I promised myself I wouldn’t write another word about Jeremy Lin until he had at least passed the one-month anniversary of the Genesis of Linsanity. (2:4:12: And D’Antoni said to him, “Get in there, Harvard.”)
Contrary to the modern-day sports media model, I didn’t need to immediately crown Lin an NBA superstar, nor did I want to short-change the 23-year-old New York Knicks point guard as the dog’s ass on which the sun decided to shine for a couple of weeks. Seven great games does not make a legend; and at the same time, seven terrible games does not secure one’s spot on the Olowokandi list. So I waited.
Meanwhile, my hope was that sometime during the NBA’s most compelling story since LeBron James and “The Decision,” somewhere in between the off-color commentary and off-kilter delirium from fans and media alike, an intelligent debate would open addressing the issues of sports, race and social conditioning that Linsanity could have brought to the forefront.
I should have known better. In the midst of chaos, rationality and reflection tap out to emotion and knee-jerk reaction. And when it comes to certain cultural icons – and yes, Jeremy Lin has become a cultural icon – it can take an entire lifetime for supporters and detractors to approach things with a clear head.
Trust me. Barack Obama has been President of the United States for four years, and my instinct is still to ingest every bit of right-wing criticism lobbed toward him as a concealed racial slur. Recently I watched Charlie Rose‘s interview with South African playwright Athol Fugard, who said: “I actually think that a lot of the flak Mr.
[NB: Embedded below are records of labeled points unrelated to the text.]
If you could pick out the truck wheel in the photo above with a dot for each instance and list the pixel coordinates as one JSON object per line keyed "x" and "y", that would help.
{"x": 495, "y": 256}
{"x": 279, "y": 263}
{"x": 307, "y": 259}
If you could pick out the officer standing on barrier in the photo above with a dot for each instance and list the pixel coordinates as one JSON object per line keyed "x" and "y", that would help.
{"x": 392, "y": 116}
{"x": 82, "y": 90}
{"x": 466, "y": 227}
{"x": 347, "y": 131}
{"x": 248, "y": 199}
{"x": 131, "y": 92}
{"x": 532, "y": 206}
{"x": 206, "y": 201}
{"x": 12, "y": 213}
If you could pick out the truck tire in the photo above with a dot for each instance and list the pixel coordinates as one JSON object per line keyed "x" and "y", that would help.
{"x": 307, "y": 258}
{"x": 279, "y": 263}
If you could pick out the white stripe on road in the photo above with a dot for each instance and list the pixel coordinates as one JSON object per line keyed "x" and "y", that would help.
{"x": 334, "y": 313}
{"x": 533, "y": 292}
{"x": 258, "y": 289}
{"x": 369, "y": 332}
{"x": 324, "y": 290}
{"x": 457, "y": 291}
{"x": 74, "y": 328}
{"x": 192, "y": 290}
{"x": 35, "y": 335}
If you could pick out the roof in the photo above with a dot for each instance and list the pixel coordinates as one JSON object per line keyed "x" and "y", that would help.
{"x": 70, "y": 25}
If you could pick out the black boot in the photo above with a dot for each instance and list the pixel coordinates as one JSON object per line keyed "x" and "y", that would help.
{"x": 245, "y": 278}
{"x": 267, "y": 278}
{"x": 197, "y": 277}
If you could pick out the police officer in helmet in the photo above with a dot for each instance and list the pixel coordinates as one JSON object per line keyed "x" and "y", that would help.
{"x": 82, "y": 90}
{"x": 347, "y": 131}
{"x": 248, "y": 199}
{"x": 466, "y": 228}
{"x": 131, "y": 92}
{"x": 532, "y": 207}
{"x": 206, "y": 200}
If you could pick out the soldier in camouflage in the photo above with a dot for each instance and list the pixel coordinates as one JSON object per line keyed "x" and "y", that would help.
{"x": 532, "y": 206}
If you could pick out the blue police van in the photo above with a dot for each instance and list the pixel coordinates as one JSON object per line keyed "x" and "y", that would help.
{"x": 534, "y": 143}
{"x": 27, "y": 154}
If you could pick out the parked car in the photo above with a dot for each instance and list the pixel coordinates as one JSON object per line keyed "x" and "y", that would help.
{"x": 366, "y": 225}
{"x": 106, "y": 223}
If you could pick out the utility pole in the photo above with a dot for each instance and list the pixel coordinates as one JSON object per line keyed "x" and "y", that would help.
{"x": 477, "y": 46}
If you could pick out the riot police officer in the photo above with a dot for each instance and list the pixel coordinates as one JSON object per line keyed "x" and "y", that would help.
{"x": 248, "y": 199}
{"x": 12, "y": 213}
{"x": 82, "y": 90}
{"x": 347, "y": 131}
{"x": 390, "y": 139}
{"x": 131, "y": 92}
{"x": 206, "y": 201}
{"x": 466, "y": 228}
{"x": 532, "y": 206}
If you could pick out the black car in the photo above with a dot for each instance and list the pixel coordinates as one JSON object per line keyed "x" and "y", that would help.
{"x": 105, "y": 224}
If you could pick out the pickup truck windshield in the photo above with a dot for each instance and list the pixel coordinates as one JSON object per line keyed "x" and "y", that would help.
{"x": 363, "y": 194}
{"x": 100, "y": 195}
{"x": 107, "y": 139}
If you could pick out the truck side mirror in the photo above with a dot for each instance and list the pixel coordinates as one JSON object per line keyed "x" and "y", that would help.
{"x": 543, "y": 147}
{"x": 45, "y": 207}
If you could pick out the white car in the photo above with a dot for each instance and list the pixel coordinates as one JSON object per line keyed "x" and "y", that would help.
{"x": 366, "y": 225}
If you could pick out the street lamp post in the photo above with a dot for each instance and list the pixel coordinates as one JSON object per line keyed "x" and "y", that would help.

Obama comes in for is a result of a prejudice. The notion of a Black man in the White House (is not accepted).”
My first response: “I KNOW a lot of the flak Obama gets is a result of prejudice.”
[RELATED: The Ugly Truth Of The Linsanity Debate: It’s Always Racial]
So I don’t get upset when readers accuse me of racism for bringing up the color-coded subplots of Linsanity, or for suggesting that Lin’s stellar opening act had as much to do with favorable circumstance as it had to do with Lin’s basketball ability.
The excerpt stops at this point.